Understanding the yDNA chart

There are over 3 billion markers in a human genome. The markers used to determine paternal lineage found in the yDNA sex chromosome, are those letters or numbers across the top of the chart which are the “names” of those particular markers.

In the diagram of the double helix, the rungs of the ladder hold the key to the number of those markers. The composition of that ladder is a sugar phosphate that supports the rungs, but the rungs are composed of 4 protein amino acids shown by letters A – T and C – G, that work together in base pairs.

Each rung is divided into segments from 0 to 40. The number of those segments is the
number of times those base pairs are repeated on that rung. The horizontal rows of numbers on our chart are the results of each EAVES male that has taken the yDNA test. When those numbers match, it shows a genetic relationship. If they vary by 1 point, that point is referred to as a “genetic distance” (GD). The following is the rule-of-thumb for acceptable number of GDs for related persons:

12 marker level – 1 GD
25 marker level – 2 GDs
37 marker level – 4 GDs
67 marker level – 7 GDs

Markers shown in red are unstable and not unusual to show more than 1 GD. They can also increase or decrease within generations. The black markers are stable and rarely show more than 1 GD. The automatic computer generated GD counter used by FamilyTreeDNA treat both black and red markers the same. So if there is an unusual variance of more than 2 GDs, it can show that there is no relation. This happened once in our I2b1 group when one result had 5 GDs on a red marker, in the section between the 25 and 37 marker levels, where there are so many red markers. The person increased his markers to the 67 marker level, and it again showed that he was related to others in that lineage. Another anomaly is when a marker (or ladder rung) is blank and show (0) zero segments. We have such a case in our E1b1b1 group.

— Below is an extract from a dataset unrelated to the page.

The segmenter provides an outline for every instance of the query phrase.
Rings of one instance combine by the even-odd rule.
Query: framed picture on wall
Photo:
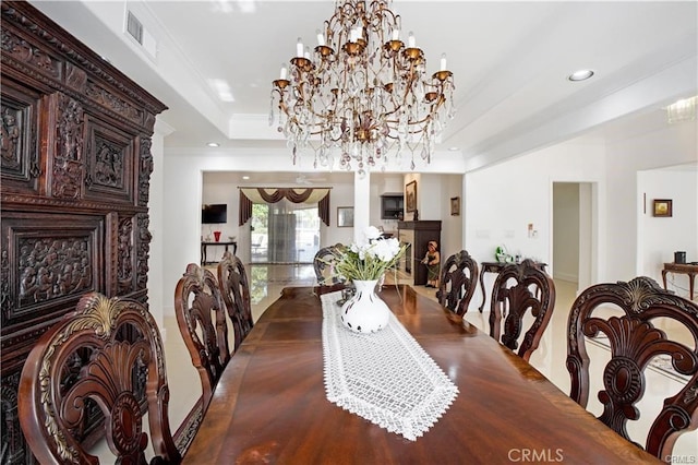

The “haplotypes” shown on the chart are E1b1b1, I1, I2b1 and R1b1. These are designators showing where in the world that lineage originated, linking anthropology to genealogy.  Recently, on the FTDNA charts, they show the mutation “name” instead of the “haplotype” origin. To avoid confusion, we show both in our www.eavesfamily.org chart.

Mutations are not the same as “genetic distances.” A genetic distance is the number of
repeats of the same amino acid segment on a ladder rung. A “mutation” is a change in the order of those amino acids in a segment. The “mutation” is what sets haplotypes apart.

testing will NOT determine one’s direct ancestors. It will determine which lineage one is related to, which has been of great value to our EAVES association.